Dental and Vision Insurance
The Federal Employee Dental and Vision Benefits Enhancement Act of 2004 provided OPM the opportunity to establish arrangements under which supplemental dental and vision benefits are made available to federal employees, retirees and their dependents.
Dental and vision benefits are available to eligible federal and postal employees, retirees and their eligible family members on an enrollee-pay-all basis through the Federal Employees Dental and Vision Insurance Program (FEDVIP). This program allows dental insurance and vision insurance to be purchased on a group basis, which means competitive premiums and no pre-existing condition limitations. Premiums paid by enrolled federal and postal employees in the FEDVIP are always withheld from an employee’s gross salary.
Enrollment in FEDVIP takes place during the annual federal benefits open season held each year from the second Monday of November and through the second Monday of December. New and newly eligible employees can enroll within the 60 days after they become eligible.
Employees can enroll in a dental and/or vision plan. Coverage includes self only, self plus one eligible family member, or self and family coverage. Eligible family members include an employee’s spouse and unmarried dependent children under age 22. Dependent children include legally adopted children and recognized natural children who meet certain dependency requirements. This also includes stepchildren and foster children who live with the employee in a regular parent-child relationship. Under certain circumstances, coverage may be continued for a disabled child 22 years of age or older who is incapable of self-support.
FEDVIP rules and FEHB rules for family member eligibility are NOT the same. For example, changes in dependent eligibility under the Patient Protection and Affordable Care Act (PPACA) of 2010 affect eligibility for children under the FEHB program but do not affect eligibility for children under FEDVIP. Also, many FEHB plans will pay for some dental and vision expenses.

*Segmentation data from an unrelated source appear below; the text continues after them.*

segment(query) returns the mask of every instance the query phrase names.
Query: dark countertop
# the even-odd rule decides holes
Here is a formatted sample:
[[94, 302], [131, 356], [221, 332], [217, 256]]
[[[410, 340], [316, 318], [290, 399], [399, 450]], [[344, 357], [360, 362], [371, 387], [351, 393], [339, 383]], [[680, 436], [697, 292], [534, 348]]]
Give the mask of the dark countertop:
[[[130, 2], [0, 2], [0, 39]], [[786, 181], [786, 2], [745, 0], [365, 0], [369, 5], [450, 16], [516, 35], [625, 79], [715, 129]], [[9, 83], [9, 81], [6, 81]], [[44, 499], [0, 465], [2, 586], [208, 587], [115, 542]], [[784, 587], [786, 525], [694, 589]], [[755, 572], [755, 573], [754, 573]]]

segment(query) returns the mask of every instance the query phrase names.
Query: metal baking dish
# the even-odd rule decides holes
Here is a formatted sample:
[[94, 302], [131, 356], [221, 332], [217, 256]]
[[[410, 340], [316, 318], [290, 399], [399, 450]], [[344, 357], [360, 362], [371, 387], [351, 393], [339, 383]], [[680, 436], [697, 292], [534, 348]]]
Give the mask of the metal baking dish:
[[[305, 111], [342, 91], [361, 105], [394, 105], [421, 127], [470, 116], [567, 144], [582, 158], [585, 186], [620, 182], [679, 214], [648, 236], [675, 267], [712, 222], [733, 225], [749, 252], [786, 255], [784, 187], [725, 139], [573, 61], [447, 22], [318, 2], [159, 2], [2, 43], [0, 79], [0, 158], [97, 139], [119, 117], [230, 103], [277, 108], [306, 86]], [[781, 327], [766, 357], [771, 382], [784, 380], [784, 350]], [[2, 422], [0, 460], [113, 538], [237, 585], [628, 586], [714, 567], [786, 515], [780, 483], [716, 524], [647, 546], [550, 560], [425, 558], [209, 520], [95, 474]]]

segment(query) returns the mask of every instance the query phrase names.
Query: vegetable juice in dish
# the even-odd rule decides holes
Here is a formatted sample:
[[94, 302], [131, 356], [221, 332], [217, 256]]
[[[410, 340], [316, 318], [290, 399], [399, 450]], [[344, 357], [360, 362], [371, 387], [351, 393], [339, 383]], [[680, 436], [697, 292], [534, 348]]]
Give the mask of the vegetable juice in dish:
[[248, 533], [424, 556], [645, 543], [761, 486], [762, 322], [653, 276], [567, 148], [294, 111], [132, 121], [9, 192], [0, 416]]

Employees must be eligible for the FEHB Program in order to be eligible to enroll in FEDVIP. It does not matter if they are actually enrolled in FEHB—eligibility to enroll in the FEHB program is the key. The “last five years of employment” FEHB program participation rule for eligibility to carry FEHB coverage into retirement does not apply to the FEDVIP. Annuitants do not have to be enrolled in the FEHB program in order to participate in the FEDVIP.
Information including enrollment information about the separate dental and vision plans may be obtained by going to the website www.benefeds.com. For 2014, there are 10 dental plans and four vision plans available nationwide to employees.
The question that employees have to ask is: Should they enroll in a FEDVIP plan? To answer this question, employees should consider the following:
1. Do they or a member of the family expect to incur a significant dental or vision expenses during 2014?
2. Assuming that the employee or a member of the employee’s family is expected to incur a significant dental or vision expense during 2014, is the employee better off “self-insuring”? That is, would the employee save money by setting aside money to pay the expenses? One of the best ways to self-insure is through a health care flexible spending account (HCFSA) or through an HSA.
3. Since employees paid the full cost of the FEDVIP premiums with no agency contributions, does it make sense for the employee to look into purchasing individual dental and/or vision insurance from a private insurance company?